The clean utility will produce a cleaned version of an input PDF. It can apply a range of different options, a full list of which can be obtained by running mutool clean with no options:

$ mutool clean 
usage: mutool clean [options] input.pdf [output.pdf] [pages] 
      -p -   password 
      -g    garbage collect unused objects 
      -gg   in addition to -g compact xref table 
      -ggg   in addition to -gg merge duplicate objects 
      -gggg  in addition to -ggg check streams for duplication 
      -l    linearize PDF 
      -a    ascii hex encode binary streams 
      -d    decompress streams 
      -z    deflate uncompressed streams 
      -f    compress font streams 
      -i    compress image streams 
      -s    clean content streams 
      pages  comma separated list of page numbers and ranges

The arguments here are fairly self explanatory, and usage is best explained with a few examples.

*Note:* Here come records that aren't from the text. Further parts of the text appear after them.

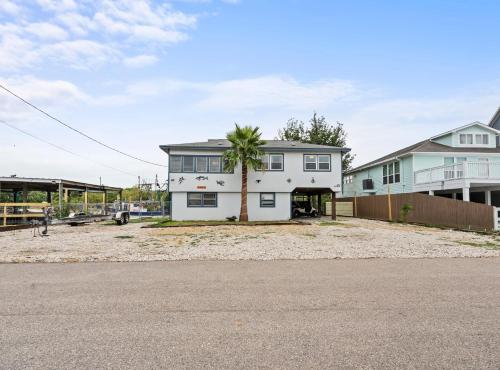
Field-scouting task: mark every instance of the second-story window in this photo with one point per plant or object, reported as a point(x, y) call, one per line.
point(466, 139)
point(391, 173)
point(482, 139)
point(272, 162)
point(175, 163)
point(188, 164)
point(197, 164)
point(201, 164)
point(214, 164)
point(317, 162)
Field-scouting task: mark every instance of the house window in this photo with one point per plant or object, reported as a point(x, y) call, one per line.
point(482, 139)
point(368, 184)
point(202, 200)
point(466, 139)
point(201, 164)
point(267, 200)
point(198, 164)
point(214, 164)
point(175, 163)
point(272, 162)
point(188, 164)
point(451, 170)
point(391, 173)
point(317, 162)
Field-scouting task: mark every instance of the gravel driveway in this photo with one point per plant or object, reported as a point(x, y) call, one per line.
point(347, 238)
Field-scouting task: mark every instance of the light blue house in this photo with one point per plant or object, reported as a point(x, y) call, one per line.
point(463, 163)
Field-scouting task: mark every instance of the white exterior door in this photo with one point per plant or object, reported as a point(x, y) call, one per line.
point(483, 167)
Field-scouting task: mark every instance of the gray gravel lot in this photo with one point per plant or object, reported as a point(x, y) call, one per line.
point(348, 238)
point(440, 313)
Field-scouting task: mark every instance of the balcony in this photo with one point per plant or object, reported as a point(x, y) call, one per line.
point(478, 172)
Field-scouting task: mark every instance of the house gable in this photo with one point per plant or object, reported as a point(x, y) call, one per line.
point(474, 135)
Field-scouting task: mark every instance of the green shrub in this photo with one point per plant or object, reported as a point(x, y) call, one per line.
point(404, 211)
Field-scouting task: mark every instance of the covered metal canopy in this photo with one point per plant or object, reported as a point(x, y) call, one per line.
point(49, 185)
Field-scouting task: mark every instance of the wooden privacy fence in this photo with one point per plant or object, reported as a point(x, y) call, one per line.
point(342, 208)
point(426, 209)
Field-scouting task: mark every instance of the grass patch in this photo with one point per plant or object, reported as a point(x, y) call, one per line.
point(124, 237)
point(334, 223)
point(487, 245)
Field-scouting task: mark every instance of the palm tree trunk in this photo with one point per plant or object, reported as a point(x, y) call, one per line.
point(243, 209)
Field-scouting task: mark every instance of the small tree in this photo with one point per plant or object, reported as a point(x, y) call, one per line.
point(245, 149)
point(319, 132)
point(404, 211)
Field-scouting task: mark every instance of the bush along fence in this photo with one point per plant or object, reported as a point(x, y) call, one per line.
point(426, 209)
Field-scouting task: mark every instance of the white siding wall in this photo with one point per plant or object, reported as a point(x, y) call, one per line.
point(258, 181)
point(275, 181)
point(279, 213)
point(228, 204)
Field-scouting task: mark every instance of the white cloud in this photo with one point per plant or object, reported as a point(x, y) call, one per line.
point(140, 61)
point(81, 54)
point(90, 33)
point(149, 33)
point(49, 94)
point(16, 52)
point(275, 91)
point(9, 7)
point(57, 5)
point(47, 31)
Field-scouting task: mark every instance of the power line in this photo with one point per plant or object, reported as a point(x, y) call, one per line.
point(63, 149)
point(76, 130)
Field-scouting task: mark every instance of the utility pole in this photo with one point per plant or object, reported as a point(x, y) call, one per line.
point(140, 197)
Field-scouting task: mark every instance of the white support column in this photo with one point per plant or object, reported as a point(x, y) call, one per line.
point(466, 194)
point(487, 197)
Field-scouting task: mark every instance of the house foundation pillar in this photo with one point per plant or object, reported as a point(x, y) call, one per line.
point(487, 197)
point(334, 206)
point(466, 194)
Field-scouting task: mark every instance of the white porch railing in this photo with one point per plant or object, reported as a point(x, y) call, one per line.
point(465, 170)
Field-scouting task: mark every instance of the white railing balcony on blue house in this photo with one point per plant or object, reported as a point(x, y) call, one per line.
point(481, 170)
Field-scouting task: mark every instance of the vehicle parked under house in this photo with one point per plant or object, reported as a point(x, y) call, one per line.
point(201, 189)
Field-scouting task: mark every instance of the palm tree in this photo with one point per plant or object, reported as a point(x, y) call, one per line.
point(245, 149)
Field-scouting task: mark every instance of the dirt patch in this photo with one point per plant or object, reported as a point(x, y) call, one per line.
point(324, 238)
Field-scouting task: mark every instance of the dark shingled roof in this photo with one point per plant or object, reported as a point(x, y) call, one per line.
point(283, 145)
point(426, 146)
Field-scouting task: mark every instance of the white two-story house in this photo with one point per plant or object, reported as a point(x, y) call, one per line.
point(201, 189)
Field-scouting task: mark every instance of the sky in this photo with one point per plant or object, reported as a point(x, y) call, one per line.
point(139, 73)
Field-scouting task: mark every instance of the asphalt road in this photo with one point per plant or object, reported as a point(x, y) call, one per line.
point(386, 313)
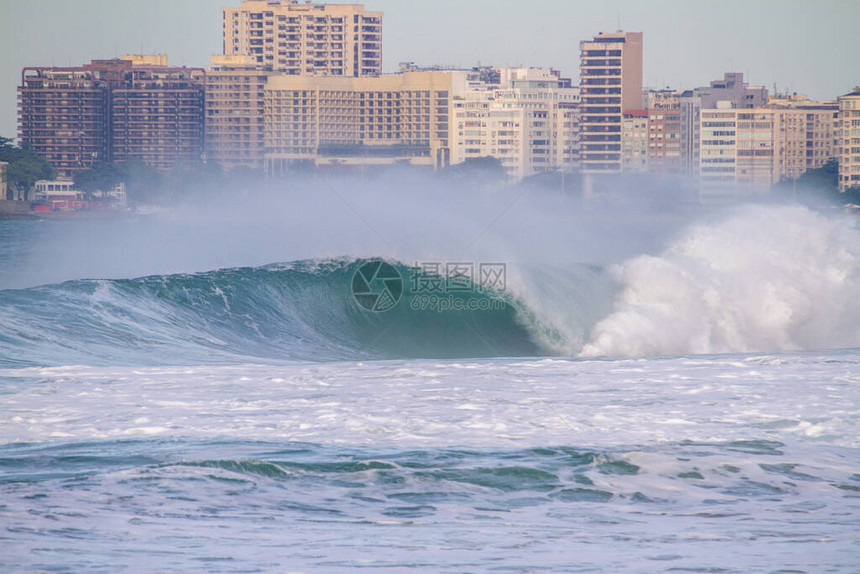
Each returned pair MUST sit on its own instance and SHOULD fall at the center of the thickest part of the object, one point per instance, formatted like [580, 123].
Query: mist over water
[199, 389]
[580, 279]
[764, 278]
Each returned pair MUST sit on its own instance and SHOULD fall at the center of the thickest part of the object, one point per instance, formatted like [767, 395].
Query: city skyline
[542, 33]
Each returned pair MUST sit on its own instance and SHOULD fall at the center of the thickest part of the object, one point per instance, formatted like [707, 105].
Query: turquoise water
[693, 409]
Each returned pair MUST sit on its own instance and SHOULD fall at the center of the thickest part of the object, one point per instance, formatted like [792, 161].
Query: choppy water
[256, 419]
[729, 463]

Firstly, and most simply, clean can be used to try to repair broken files. Many PDF files found in the wild are broken - sometimes because of having been corrupted, either by transmission/archiving problems, but a disappointing amount by just having been created by bad PDF writing software. Running a clean pass will attempt to repair the files:

mutool clean in.pdf out.pdf

Individual pages (or page ranges) can be extracted from a PDF. For example:

mutool clean -gggg in.pdf out.pdf 1-10,12

That will extract the pages 1 to 10, and page 12 of in.pdf and output it into a new out.pdf. The -gggg options ensure that unused objects will be dropped from the PDF.

An 8 page PDF might be rearranged into booklet form using:

mutool clean -gggg in.pdf out.pdf 8,1,7,2,6,3,5,4

Finally, a more exotic, but very common example; if someone reports a problem seen on page 4 of a given PDF, the following command will extract that page, and expand the content streams, without decompressing the images or the fonts:

mutool clean -difgggg in.pdf out.pdf 4

If this file still exhibits the same problem, it is generally far easier to debug through it than the original one was.